All prices quoted are exclusive of Value Added Tax.
Credit accounts can only be opened at the Company's discretion and subject to satisfactory references being given otherwise remittances must be sent with orders. We will make a search with a Credit Reference Agency, which will keep a record of that search and will share that information with other businesses. We may also make enquiries about the Principal Directors and Proprietors with a Credit Reference Agency. Where a credit account has been opened goods must be paid for in full and within 30 days from invoice.
The Company reserves the right to set a maximum amount of credit allowable upon each account and to withdraw credit facilities without explanation. In the event of nonpayment in accordance with the credit terms the whole of the price for all goods sold by the Company to the Customer whether under this or any other contract, shall immediately become due and payable and the Company reserves the right at its option, to cancel or postpone the further performance of its obligations whether under this or any other contract, without prejudice to any other right or remedy available to the Customer. The Company reserves the right to charge the Customer interest at the rate of 2% per annum above UK clearing bank base lending rate from time to time until payment is made in full.

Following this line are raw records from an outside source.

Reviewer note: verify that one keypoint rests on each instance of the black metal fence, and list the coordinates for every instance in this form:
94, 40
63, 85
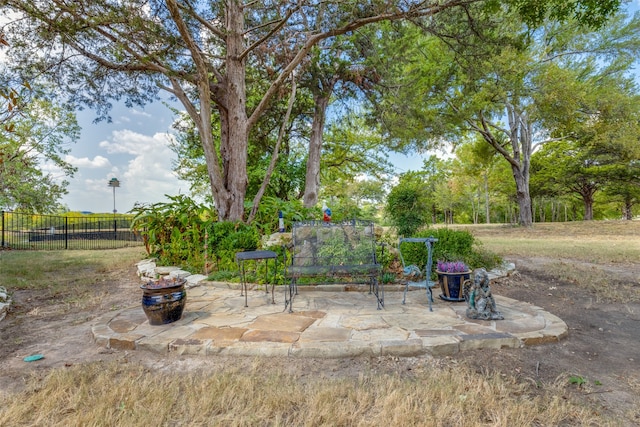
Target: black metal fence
24, 231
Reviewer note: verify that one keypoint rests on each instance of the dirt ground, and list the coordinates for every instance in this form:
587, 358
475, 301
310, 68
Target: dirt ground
598, 363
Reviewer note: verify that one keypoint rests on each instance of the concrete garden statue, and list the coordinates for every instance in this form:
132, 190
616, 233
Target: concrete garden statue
481, 304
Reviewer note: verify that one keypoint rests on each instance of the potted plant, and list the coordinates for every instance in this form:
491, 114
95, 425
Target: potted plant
452, 275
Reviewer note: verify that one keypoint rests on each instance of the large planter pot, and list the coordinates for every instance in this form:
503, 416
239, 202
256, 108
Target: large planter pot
163, 300
451, 285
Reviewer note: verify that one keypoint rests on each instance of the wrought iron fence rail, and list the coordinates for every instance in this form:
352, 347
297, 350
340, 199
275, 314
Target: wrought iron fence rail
22, 231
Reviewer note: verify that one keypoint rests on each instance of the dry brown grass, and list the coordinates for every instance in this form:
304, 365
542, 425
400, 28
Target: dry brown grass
582, 253
602, 242
129, 394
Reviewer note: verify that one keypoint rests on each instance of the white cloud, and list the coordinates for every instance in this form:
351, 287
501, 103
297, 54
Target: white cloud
133, 143
142, 164
85, 162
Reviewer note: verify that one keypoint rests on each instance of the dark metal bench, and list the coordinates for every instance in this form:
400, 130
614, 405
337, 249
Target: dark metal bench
333, 249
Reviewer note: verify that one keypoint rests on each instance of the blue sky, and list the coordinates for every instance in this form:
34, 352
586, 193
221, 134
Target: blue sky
134, 149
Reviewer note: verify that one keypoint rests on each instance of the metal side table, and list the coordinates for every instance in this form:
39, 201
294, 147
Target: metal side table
241, 257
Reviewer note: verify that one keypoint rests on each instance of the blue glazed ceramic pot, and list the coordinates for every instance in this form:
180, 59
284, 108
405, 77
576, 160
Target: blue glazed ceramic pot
163, 301
451, 285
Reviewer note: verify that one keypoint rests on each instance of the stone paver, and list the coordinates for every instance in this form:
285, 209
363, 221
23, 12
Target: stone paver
328, 323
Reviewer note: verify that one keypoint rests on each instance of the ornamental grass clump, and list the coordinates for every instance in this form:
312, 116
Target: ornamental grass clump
452, 266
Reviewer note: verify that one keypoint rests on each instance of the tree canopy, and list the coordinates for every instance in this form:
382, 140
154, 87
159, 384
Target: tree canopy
100, 51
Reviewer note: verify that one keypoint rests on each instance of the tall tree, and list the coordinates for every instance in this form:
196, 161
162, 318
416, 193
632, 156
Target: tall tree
489, 78
32, 156
100, 50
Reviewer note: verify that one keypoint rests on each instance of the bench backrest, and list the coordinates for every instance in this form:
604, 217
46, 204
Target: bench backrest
343, 243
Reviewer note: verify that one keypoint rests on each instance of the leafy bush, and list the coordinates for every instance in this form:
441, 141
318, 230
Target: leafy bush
184, 233
452, 245
227, 238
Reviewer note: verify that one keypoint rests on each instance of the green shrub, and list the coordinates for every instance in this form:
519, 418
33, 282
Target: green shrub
452, 245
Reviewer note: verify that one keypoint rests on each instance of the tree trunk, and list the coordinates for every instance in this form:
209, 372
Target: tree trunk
312, 178
523, 197
234, 141
486, 198
588, 206
627, 213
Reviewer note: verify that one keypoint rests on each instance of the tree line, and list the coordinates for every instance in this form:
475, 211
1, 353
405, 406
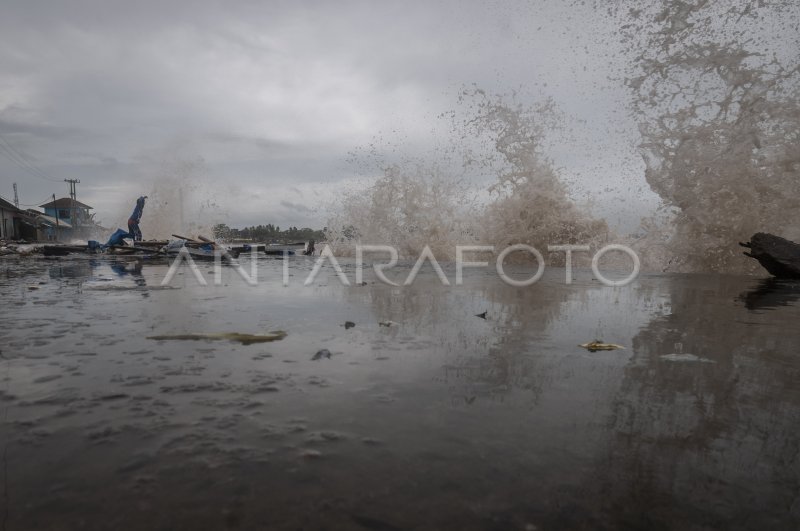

Illustrations, descriptions, weights and technical data in any of the Company's catalogues, price lists and statements (written or oral) made by any representative of the Company are provided to give customers an approximate picture and description only and do not form the basis of any contractual liability. No warranty or condition that the article shall accord with such illustration, description or statement is to be implied and any warranty or condition capable of, or arising, is hereby excluded. Designs of goods are subject to alteration without notice. Products and services may from time to time be discontinued, changed in scope, capability or redefined for purpose at the sole discretion of the Company. All quotations given and sales made are upon the condition that although goods supplied are of sound commercial quality, the Company can accept no liability as to their suitability for any purpose other than that specified in writing or prior to the time of sale.
Subject to clauses 10 b) c) d) and e) the Company's liability is limited to that provided in clauses 8 and 9.
a) The Company shall not be liable in any circumstances to the Customer whether by way of indemnity or by reason of breach of contract or negligence or of breach of statutory duty or otherwise for loss or damage of any kind, whether direct, indirect or consequential.
b) The undertaking as to title in Section 12 of the Sale of Goods Act 1979 is not excluded.
c) Where the Customer deals as Consumer (as defined in Section 12 of the Unfair Contract Terms Act 1977) the undertakings implied by sections 13,14,15 of the Sale of Goods Act 1979 are not excluded and the customer's statutory rights are not affected.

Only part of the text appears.